Recife’s frevo music – which is accompanied by a frantic tip-toe dance in which participants leap into midair splits and fold themselves like contortionists as they land – forms a carnival tradition distinct from the better-known samba.

While Rio de Janeiro’s famed Samba parade, which takes place Sunday and Monday nights, is broadcast to millions of adoring fans, Recife’s bash is perhaps Brazil’s best kept secret. Late Sunday, the two traditions will meet in Rio de Janeiro’s Sambadrome stadium where Mangueira, one of Brazil’s best loved samba groups, will sing Recife’s praises.

“By paying for Mangueira’s parade we are bringing national and international media attention for our carnival, which is the most democratic in Brazil and free to all,” said Recife Mayor Joao Paulo Lima Silva, explaining the $1.7 million expense to the city’s coffers and about a tenth of its annual carnival budget.

In recent years, revelers turned off by Rio’s commercialism and tired of being confined to the stands have begun looking elsewhere to cities like Salvador da Bahia – where supermodel Naomi Campbell and music producer Quincy Jones are celebrating this year.

Those in search of a more intimate carnival have been heading to Recife and the neighboring colonial hilltop town of Olinda.

Here, the vibrantly colored costumes and huge puppets may be dwarfed by the Rio’s gargantuan floats and armies of uniformed dancers, but the lack of pomp is compensated for by the proximity.

Recife also offers up a potpourri of rhythms with names that seem to flow from poetry, like “maracatu,” “cabolco,” “coco” and “ciranda.”

“Mangueira has kneeled before a carnival that is totally original and chocked full of culture. In Rio’s there’s just one, Samba,” explains Alceu Valenca, a Brazilian popular musician and fixture of Olinda’s carnival.

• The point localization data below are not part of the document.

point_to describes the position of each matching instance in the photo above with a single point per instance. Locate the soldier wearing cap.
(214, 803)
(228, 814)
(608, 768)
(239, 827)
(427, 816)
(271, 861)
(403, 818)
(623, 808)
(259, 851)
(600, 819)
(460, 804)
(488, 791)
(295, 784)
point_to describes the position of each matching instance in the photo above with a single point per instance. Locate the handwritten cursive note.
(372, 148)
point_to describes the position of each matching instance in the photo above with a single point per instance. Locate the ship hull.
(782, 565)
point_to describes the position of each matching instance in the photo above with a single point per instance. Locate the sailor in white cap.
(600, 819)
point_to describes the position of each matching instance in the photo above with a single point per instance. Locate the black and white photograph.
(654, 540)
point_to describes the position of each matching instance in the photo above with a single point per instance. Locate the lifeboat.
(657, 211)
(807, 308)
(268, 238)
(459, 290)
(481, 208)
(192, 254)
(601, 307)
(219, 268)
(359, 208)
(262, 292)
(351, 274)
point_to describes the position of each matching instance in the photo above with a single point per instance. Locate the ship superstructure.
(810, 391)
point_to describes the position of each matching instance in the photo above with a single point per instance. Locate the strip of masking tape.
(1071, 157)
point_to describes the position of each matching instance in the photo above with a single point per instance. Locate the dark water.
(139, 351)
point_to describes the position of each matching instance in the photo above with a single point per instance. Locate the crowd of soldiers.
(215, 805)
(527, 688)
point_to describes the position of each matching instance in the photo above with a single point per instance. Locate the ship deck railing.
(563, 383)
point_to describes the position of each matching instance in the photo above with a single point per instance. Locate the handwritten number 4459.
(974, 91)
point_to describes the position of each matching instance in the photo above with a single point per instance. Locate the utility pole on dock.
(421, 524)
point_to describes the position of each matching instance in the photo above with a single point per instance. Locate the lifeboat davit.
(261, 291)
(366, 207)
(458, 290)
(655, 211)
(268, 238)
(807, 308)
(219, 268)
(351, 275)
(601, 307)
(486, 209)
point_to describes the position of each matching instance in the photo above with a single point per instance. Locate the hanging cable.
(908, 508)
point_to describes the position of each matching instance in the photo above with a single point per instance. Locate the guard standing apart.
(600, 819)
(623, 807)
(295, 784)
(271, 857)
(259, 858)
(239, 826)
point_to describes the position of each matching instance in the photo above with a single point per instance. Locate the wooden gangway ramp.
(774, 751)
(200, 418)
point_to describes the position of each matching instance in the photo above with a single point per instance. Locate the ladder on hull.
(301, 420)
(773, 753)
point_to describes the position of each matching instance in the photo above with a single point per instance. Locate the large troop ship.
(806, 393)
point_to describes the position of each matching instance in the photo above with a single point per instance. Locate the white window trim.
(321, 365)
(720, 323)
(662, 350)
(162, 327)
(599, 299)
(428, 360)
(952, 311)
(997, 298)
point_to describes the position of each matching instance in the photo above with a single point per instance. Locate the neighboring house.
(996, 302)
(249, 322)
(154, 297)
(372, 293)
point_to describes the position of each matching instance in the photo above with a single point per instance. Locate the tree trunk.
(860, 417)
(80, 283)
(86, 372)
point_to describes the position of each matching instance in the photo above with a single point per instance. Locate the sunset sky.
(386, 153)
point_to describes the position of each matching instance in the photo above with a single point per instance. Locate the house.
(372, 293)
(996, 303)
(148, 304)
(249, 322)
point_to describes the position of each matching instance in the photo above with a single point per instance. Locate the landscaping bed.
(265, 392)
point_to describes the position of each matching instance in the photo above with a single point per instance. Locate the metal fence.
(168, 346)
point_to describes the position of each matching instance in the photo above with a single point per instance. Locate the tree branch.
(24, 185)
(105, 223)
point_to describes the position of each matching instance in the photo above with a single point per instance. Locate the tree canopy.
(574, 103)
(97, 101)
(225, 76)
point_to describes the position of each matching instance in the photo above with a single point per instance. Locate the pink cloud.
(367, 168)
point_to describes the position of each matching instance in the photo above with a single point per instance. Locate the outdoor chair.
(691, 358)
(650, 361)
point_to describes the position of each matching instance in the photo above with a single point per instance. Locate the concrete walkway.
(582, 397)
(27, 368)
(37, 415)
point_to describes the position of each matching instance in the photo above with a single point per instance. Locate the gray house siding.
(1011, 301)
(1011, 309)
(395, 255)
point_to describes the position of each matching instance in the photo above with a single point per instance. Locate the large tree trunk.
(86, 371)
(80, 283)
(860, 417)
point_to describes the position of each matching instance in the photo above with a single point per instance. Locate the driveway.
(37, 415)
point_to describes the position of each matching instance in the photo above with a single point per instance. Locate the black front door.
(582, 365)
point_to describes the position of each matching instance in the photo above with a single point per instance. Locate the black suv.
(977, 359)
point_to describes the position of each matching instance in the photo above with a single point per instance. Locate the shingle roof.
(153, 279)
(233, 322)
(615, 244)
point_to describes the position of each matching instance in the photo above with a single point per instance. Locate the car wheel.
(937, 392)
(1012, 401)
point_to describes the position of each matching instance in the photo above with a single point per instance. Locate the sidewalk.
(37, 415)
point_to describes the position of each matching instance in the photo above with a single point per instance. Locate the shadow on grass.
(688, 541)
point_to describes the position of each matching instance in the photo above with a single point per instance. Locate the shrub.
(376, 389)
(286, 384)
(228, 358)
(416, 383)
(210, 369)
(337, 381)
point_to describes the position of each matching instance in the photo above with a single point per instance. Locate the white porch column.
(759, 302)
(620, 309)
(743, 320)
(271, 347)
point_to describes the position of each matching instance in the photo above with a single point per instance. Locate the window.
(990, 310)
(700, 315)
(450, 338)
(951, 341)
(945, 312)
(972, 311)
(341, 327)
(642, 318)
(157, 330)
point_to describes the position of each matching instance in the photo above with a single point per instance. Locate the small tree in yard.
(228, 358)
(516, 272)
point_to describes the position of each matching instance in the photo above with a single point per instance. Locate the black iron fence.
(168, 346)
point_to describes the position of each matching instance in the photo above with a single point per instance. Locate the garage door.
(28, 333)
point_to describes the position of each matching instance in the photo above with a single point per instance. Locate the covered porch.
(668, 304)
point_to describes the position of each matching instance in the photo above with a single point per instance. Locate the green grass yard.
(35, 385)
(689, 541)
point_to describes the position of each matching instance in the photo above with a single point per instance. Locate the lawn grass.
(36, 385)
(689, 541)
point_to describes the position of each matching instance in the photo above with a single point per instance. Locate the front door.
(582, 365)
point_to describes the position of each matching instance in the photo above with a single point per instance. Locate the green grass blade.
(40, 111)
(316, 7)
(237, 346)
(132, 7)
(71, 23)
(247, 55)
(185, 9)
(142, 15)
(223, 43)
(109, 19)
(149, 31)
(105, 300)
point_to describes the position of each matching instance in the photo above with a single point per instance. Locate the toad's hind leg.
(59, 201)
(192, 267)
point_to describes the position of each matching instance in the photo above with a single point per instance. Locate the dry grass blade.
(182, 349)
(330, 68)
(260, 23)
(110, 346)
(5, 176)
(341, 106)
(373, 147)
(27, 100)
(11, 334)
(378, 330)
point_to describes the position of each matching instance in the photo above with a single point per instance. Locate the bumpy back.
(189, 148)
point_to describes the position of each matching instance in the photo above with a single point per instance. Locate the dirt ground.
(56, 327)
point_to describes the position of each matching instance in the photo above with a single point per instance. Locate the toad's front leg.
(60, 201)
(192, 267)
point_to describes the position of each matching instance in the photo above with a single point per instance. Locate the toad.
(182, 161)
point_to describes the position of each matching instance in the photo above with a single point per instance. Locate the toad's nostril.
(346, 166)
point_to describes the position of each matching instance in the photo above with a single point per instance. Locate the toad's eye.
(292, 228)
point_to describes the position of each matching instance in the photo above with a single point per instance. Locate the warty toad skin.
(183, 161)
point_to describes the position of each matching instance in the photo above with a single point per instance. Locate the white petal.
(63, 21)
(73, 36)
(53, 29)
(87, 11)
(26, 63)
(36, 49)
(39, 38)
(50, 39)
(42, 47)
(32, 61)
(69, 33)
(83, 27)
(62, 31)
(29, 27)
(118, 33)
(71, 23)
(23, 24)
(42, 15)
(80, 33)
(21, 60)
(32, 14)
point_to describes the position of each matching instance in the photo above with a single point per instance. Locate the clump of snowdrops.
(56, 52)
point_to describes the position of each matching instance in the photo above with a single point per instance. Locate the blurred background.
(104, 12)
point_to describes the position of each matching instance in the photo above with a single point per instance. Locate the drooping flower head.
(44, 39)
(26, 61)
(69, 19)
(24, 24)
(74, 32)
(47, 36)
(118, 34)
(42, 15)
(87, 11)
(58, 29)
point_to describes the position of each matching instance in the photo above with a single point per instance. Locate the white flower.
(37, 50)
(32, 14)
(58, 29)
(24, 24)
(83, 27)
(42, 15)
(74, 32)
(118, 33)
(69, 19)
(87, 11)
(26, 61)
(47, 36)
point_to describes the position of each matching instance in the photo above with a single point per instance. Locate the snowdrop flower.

That may be so, but in Recife one carnival rhythm stands above all the others and that is frevo.

On Saturday, an estimated 1.5 million revelers turned out for the “Galo de Madrugada,” or Midnight Rooster, in Recife’s city center where a procession of frevo bands wow the crowds with the fast-paced marching band music that recalls Dixieland jazz.

Frevo is celebrating its centenary this year and Mangueira’s theme samba this year is fittingly titled, “100 Years of Frevo, It’s Enough to Lose Your Shoe.”

“Frevo is the maximum expression of carnival, there’s nothing like frevo and if we can put a minuet into our samba, we can certainly incorporate frevo,” said Mangueira’s carnival designer, Max Lopes.

Parades with themes honoring their sponsors are nothing new at Rio’s carnival, but Sunday may be the first time the Samba parade honored another city’s celebrations. By adding a dash of frevo to their samba, Mangueira runs the risk of displeasing the parade’s tradition-bound judges.

Rio’s madness and mayhem is actually a fierce competition with groups are graded on everything from the their songs to the costumes to the floats to how well they manage to hustle their 4,000-plus dancers through the stadium in their allotted 80 minutes.

Recife’s mayor will travel to Rio Sunday to participate in the parade along with other figures from Pernambuco’s carnival, such as frevo master Spok.

The next day Mangueira will return the favor sending a contingent of dancers to Recife.

“I think its marvelous that the story of frevo is being told. It’s a rhythm that’s as important as samba, just less well known, not only abroad but here in Brazil as well,” said Spok.